Fig. 3.. Inferring single cell transcriptional dynamics with sci-fate.

(a) Schematic of approach for linking cells based on estimated past transcriptional states to reconstruct single cell transition trajectories. (b) 3D plot of all cells (cell number n = 6,680). The x and y coordinates correspond to the joint information UMAP space shown in the rightmost panel of Fig. 1e. The z coordinate as well as colors correspond to DEX treatment time. Linked parent and child cells are connected with grey lines. (c) Schematic comparing conventional scRNA-seq and sci-fate for cell trajectory analysis. (d) Similar to panel b, except the x and y coordinates correspond to the UMAP space based on the single cell transition trajectories across the six time points (cell number n = 6,680). (e-f) Barplots showing the contributions of the 3 GR response states (e) and the 9 different cell cycle states (f) to each of three cell trajectory clusters.

Fig. 4.. Constructing a state transition network for GR response and cell cycle.

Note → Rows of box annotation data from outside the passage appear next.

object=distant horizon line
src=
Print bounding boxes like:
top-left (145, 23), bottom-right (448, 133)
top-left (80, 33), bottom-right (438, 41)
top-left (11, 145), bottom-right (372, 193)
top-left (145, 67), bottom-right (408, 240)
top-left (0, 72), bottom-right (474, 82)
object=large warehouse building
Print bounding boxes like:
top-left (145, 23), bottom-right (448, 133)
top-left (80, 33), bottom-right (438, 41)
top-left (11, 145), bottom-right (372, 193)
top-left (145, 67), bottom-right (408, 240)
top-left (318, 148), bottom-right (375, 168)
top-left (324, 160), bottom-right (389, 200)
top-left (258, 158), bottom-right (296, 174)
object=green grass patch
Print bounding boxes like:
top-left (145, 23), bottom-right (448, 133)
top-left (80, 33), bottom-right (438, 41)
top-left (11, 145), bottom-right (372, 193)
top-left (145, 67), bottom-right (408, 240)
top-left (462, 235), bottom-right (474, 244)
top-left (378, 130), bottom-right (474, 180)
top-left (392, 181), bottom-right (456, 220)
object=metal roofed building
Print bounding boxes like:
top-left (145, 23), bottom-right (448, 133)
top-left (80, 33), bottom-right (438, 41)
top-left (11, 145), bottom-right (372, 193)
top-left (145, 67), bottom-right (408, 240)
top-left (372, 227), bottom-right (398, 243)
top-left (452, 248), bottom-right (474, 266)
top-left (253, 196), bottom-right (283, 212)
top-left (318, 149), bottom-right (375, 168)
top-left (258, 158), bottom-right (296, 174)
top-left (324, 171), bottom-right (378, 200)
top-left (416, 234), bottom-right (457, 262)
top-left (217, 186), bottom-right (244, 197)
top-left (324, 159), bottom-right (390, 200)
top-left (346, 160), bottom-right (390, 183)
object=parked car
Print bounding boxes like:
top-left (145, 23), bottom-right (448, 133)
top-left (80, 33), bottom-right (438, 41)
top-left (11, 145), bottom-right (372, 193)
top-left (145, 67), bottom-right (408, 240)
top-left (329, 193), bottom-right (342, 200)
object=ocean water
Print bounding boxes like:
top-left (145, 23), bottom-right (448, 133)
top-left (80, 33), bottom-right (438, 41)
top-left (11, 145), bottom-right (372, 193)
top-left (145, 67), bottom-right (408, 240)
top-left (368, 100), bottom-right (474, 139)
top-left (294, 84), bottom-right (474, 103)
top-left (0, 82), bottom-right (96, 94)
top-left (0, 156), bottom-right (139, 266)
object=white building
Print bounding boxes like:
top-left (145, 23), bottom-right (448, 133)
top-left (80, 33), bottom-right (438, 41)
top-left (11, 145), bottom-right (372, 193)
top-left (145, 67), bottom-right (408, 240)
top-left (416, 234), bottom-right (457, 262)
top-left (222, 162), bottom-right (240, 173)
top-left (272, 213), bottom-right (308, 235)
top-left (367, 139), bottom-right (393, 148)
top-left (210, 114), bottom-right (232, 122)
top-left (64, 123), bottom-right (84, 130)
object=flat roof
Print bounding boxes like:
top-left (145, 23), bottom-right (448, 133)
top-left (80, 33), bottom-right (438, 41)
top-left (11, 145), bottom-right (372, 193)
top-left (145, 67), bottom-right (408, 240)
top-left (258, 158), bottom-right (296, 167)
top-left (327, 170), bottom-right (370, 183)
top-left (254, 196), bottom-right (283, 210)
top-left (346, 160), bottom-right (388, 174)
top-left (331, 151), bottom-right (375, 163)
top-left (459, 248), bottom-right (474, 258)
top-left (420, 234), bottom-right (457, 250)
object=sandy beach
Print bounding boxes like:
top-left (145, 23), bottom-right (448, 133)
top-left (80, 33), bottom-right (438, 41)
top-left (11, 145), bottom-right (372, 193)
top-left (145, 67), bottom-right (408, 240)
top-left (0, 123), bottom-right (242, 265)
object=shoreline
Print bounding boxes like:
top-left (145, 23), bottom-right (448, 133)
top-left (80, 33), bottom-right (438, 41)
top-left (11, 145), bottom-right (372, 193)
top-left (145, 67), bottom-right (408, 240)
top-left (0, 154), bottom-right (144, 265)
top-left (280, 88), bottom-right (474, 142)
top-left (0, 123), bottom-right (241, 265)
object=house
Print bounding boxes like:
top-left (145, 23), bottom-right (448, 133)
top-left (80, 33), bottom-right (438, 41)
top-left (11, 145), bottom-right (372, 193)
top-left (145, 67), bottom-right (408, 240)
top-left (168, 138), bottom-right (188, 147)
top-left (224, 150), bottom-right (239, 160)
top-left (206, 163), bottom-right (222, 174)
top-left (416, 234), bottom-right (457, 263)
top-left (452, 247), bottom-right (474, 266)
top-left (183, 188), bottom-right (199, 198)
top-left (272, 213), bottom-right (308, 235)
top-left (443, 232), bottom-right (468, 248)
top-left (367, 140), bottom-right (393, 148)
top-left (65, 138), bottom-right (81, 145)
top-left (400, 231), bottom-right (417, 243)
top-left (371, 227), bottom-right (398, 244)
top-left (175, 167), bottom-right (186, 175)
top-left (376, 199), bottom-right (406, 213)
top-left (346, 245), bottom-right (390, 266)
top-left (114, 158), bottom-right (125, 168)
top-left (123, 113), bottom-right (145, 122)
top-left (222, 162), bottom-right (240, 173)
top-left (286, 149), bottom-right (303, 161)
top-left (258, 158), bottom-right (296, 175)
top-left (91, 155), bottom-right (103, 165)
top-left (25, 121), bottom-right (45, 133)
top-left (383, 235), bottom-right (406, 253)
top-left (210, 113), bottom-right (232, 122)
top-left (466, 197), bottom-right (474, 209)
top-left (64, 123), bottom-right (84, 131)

(a) Cell state transition network. The nodes are 27 cell states characterized by combinations of cell cycle and GR activation states. The links represents frequent cell state transition trajectories (transition proportion > 10%) between cell states. This threshold for defining a link corresponds to approximately two standard deviations from the mean transition proportion calculated after permuting cell transition links (n = 729). (b) The x and y coordinates correspond to the joint information UMAP space shown in the rightmost panel of Fig. 1e, colored by DEX treatment time (top) or inferred cell cycle state (bottom). Grey lines represent inferred cell state transition links between parent and child cells (left: cell state transition links starting from cells at the S phase and no GR activation stage (Link number n = 433); right: cell state transition links starting from cells at G2/M phase and no GR activation stage (Link number n = 365)). Black arrows show main cell state transition directions. (c) Scatter plot showing the relationship between transition distance (Pearson’s distance) and transition proportion (n = 729), together with the red LOESS smoothed line by ggplot2. (d) 3D plot showing the cell state stability landscape. X-axis represents GR response states (from no to low to high activation state). Y-axis represents the cell cycle states ordered from G1 to G2/M. Z-axis represents cell state instability, defined as the proportion of cells inferred to be moving out of a given state between time points.